“God richly gives us all things to enjoy.” This quotation from I Tim. 6:17 applies to possession of knowledge as well as enjoyment of material things. The verse relates to a broad spectrum of human activity. It is possible to pinpoint everyday physical occurrences in the kitchen, garage, or yard, or on our neighborhood athletic field and explain those events from a scientific perspective. Our personal enjoyment is heightened when we understand why things work the way they do. Demonstrations, visual object lessons, and use of analogies are helpful in getting the point across. “Scientific” explanations of what occurs around us may increase our enjoyment of those activities. Perhaps we will receive “Ho-hums” from some individuals.
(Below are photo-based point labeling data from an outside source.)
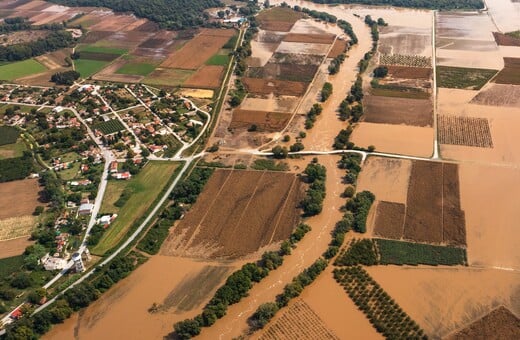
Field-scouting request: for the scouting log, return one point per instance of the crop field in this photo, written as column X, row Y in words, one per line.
column 389, row 220
column 339, row 47
column 298, row 321
column 264, row 120
column 278, row 87
column 506, row 40
column 278, row 19
column 433, row 213
column 394, row 110
column 20, row 69
column 463, row 78
column 405, row 60
column 8, row 135
column 467, row 131
column 24, row 192
column 406, row 72
column 237, row 213
column 206, row 77
column 88, row 67
column 145, row 188
column 110, row 126
column 141, row 69
column 399, row 253
column 499, row 324
column 510, row 74
column 199, row 49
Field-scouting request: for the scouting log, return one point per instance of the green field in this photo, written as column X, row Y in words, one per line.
column 101, row 49
column 21, row 69
column 145, row 187
column 110, row 126
column 140, row 69
column 399, row 252
column 218, row 59
column 87, row 67
column 463, row 78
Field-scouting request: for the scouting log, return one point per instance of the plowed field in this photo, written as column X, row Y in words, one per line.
column 264, row 120
column 278, row 87
column 237, row 213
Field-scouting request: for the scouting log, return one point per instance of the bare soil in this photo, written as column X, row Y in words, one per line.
column 277, row 87
column 208, row 76
column 499, row 324
column 24, row 192
column 469, row 131
column 389, row 221
column 238, row 213
column 392, row 110
column 264, row 120
column 298, row 321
Recently a neighbor called to question a report she had just heard: January 4 was the date of Earth’s “perihelion” when we are closest to the sun in our elliptical orbit around the sun. On July 4, at “aphelion” we are farthest from the sun. Over coffee that morning, she and her husband wondered why January temperatures, therefore, are so cold in light of being closest to the sun.
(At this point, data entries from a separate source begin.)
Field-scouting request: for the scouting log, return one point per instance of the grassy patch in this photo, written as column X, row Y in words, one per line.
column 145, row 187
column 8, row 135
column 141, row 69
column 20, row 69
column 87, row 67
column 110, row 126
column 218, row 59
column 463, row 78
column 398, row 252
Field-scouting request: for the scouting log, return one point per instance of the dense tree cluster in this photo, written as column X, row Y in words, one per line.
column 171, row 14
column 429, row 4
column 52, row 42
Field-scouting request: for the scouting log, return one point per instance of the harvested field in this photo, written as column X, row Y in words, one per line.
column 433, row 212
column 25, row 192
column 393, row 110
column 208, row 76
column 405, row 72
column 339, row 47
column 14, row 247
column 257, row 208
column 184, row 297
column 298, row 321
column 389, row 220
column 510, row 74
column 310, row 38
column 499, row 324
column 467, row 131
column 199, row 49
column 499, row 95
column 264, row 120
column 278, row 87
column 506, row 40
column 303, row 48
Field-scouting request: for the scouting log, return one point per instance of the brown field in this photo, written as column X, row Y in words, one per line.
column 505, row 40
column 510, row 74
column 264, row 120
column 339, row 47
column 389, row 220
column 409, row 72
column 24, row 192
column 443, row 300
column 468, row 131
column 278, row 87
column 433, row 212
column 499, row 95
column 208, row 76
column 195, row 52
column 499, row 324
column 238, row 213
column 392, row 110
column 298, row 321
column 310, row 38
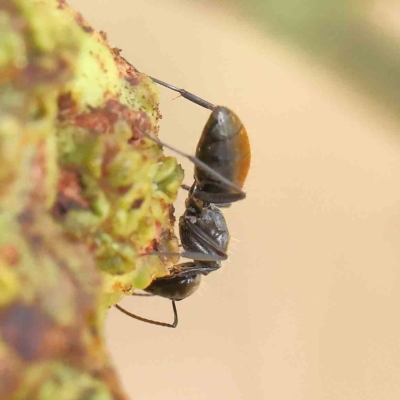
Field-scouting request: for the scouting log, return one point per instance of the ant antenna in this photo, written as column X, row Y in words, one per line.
column 150, row 321
column 187, row 95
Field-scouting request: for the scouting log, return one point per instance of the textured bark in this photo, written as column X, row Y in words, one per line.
column 82, row 195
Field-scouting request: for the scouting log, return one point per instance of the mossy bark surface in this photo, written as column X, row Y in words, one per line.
column 83, row 194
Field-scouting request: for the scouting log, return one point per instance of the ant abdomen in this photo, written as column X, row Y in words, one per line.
column 224, row 146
I replied that in the arena of cause and effect, there is a much more important factor than the 3.4% closer wintertime distance. In winter, earth’s tilted axis causes the northern hemisphere to tilt away from the sun. The tilt is 23½ degrees. Six months later, in summer, the same tilt causes northern hemisphere residents to be facing the sun. The result is that wintertime sun rays are slanted and must spread over a much larger area. Why are slanted rays cooler? My neighbor remembered that a flashlight shining perpendicular to a surface forms a small spot of light, while slanted rays create a large spot of light. The same amount of energy is shared over a larger area. When Grandma brings ten candy bars to a family of two children, each child receives more than when Grandma brings ten candy bars to a family of five children. With the sun/earth system, the slant factor is by far more important than the distance factor in determining winter temperature.
After exchanging a few laughs, I commended my neighbor for her interest in an issue many people might not even care to discuss. The inquiry process proved enjoyable as did the social interaction. God enables man to inquire and to discover. This is a gift from Him. He intends that the knowledge we gain should enrich us. Ultimately we may give God the glory for a universe operating according to orderly rules.
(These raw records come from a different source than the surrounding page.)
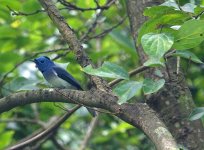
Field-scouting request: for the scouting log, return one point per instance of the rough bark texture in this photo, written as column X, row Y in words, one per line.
column 139, row 115
column 174, row 102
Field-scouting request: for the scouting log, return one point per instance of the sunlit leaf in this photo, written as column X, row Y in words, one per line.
column 127, row 90
column 108, row 70
column 155, row 45
column 6, row 138
column 151, row 86
column 188, row 55
column 19, row 84
column 189, row 35
column 197, row 113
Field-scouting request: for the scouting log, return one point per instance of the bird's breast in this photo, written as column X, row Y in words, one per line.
column 55, row 81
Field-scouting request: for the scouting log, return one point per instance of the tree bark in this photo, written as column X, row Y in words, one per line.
column 139, row 115
column 174, row 102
Matthew Henry wrote a lengthy commentary on the Bible 300 years ago. It is still in use by many students of the Bible. He offered commentary on virtually every passage of scripture verse by verse. Several times he paraphrased the truth of I Tim. 6:17. In one instance he stated, in the flowery, poetic language of that day, “He (God) gives us all things to enjoy, not only for necessity, but plenty, dainties, and varieties, for ornament and delight. How much are we indebted!” Surely, after reading Henry’s detailed commentary, we conclude that for him, the spirit of inquiry was equally as important as seeking after material satisfaction.